I want to ask advice about the DBSCAN clustering algorithm. I am using it on latitude & longitude matrix data from a seismic catalogue. My question is which evaluation criteria are appropriate to find the correct number of clusters produced by DBSCAN? I am working on Matlab, and I am using the GAP ('elbow') evaluation criterion with k-means, but I read that it may not be appropriate, since k-means does not work well with density based clustering. Also, the Matlab implementation of DBSCAN has two outputs, the type & class. Could someone tell me what is the class output?

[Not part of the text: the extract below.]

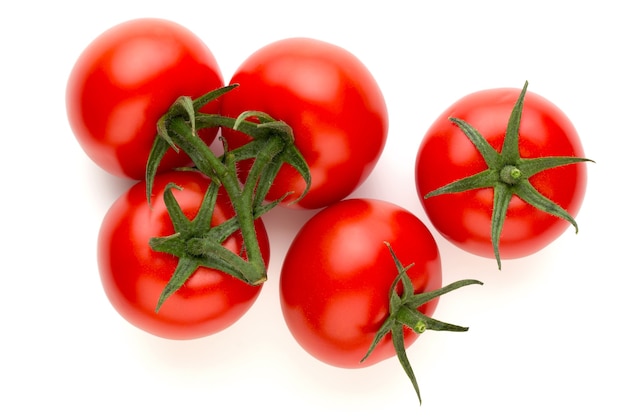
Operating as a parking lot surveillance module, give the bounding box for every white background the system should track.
[0,0,626,417]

I think it is assigning data points to respective clusters but I am not sure. Any help would be appreciated, thank you, Dennis

1
Please add a minimal reproducible example so we can take a look and try to help you. - Adriaan
This looks like a question for academic work, for such general questions it's better to ask your supervisor/coworkers who've used this algorithm before for help and information. - Adriaan
To be honest I do not know if I can do that. My code seems to be working but for the time being is a mess and rather long. However, as soon as I finish the background studying I will ask more focused questions. Thank you. - Dennis M

1 Answers

0
votes

Most validation methods do not work with noise (i.e. DBSCAN).

You should try

Moulavi, D., Jaskowiak, P. A., Campello, R. J. G. B., Zimek, A., & Sander, J. (2014). Density-based clustering validation. In Proceedings of the 14th SIAM International Conference on Data Mining (SDM), Philadelphia, PA.

which is the only approach that I am aware of that is designed for density-based clusters. I have not yet tried it though, I prefer manual evaluation.

Instead of DBSCAN, also try OPTICS, and HDBSCAN*.